Die Anforderungen an die Zuverlässigkeit und Robustheit elektronischer Systeme wachsen stetig. Dies ist zum einem dadurch bedingt, dass, wie beispielsweise im Automobilbereich, elektronische Steuermodule immer näher an die jeweiligen Aggregate appliziert werden, wodurch thermische (z.B. beim Verbrennungsmotor, E-Motor, Leistungselektronik,…), aber auch mechanische Belastungen (z.B. beim Getriebe) zunehmen. Zum anderem werden auch die Lebensdaueranforderungen an diese Systeme immer weiter verschärft.

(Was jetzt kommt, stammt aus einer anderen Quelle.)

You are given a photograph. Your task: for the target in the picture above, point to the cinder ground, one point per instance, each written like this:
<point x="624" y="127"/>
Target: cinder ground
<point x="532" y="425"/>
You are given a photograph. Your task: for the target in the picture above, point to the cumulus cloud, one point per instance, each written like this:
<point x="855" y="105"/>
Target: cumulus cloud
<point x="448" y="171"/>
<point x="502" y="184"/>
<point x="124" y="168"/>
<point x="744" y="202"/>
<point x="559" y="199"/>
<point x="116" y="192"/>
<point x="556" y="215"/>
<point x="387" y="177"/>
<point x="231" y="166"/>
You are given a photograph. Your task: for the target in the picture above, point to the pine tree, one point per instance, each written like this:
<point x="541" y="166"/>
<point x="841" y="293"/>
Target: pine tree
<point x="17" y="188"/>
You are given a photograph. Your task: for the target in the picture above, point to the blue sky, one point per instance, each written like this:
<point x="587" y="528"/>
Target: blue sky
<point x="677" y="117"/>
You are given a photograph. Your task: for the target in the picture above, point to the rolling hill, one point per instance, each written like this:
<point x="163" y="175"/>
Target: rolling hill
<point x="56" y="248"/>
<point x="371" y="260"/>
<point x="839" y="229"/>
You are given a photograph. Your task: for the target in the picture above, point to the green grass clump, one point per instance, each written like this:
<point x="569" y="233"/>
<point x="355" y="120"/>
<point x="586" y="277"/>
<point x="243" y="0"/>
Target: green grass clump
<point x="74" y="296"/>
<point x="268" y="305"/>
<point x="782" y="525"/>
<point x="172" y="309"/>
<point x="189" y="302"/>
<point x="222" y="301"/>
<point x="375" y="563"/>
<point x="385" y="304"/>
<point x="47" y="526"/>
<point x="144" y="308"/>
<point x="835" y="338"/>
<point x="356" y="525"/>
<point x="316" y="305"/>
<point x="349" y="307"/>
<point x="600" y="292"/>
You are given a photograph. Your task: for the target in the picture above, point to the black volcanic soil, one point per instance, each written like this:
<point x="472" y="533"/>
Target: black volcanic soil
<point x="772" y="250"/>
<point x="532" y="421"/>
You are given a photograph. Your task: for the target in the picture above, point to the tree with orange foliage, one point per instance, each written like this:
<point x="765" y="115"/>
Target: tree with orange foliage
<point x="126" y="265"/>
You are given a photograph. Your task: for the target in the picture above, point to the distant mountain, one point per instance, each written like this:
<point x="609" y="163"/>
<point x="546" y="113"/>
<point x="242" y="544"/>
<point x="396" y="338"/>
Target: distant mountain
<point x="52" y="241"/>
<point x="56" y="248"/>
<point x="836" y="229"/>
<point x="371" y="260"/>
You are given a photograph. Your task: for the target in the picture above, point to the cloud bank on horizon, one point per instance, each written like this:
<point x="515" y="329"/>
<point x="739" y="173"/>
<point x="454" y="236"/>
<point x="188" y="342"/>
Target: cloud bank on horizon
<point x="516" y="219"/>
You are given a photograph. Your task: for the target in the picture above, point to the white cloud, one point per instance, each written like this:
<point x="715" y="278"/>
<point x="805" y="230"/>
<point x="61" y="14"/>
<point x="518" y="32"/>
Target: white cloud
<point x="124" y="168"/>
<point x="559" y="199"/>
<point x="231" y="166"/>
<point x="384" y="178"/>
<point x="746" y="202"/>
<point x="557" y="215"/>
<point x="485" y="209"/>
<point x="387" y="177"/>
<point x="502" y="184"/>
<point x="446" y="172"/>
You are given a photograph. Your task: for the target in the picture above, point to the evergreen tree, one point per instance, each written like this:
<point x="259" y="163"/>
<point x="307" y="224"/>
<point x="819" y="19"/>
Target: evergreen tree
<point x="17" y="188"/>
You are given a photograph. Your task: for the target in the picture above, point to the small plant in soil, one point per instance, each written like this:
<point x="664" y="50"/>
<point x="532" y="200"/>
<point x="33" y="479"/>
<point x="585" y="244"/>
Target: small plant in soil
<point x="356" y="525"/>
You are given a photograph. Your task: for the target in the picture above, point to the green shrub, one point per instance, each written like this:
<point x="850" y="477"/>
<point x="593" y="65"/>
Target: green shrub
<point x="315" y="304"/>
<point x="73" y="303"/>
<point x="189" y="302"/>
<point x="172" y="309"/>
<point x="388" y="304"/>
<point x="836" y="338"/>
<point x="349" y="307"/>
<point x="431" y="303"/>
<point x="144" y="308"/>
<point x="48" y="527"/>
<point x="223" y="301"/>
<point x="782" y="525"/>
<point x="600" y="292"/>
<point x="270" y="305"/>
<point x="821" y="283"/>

So müssen mittlerweile Teile der Elektronik selbst während der Standzeit des Fahrzeugs aktiv in Betrieb bleiben (z.B. bei Ladevorgängen im Fall von 'Vehicle-to-Grid' Konzepten), oder aber die aktive Betriebszeit (Fahrzeit) selbst erhöht sich drastisch, wie es bei neuen Carsharing-Konzepten zu erwarten ist. Dies erhöht insbesondere die Anforderungen an die Betriebsstunden der elektronischen Komponenten und Systeme massiv. Daher ist es notwendig, Zuverlässigkeitsaspekte schon möglichst zeitig in das Design neuer elektronischer Produkte mit einzubeziehen. Dies geschieht zum einem durch die numerische Simulation, zum anderen sind aber für Kalibrierungs- und Validierungszwecke auch experimentelle Zuverlässigkeitstests notwendig. Stand der Technik ist es, Einzelbelastungstests, wie beispielsweise reine Temperaturschocktests oder Vibrationstests, durchzuführen. Allerdings sind diese Tests sehr zeitaufwendig, insbesondere bei einer sequentiellen Durchführung verschiedener Belastungstests, und spiegeln zudem nur ungenügend die realen Belastungsszenarien wieder.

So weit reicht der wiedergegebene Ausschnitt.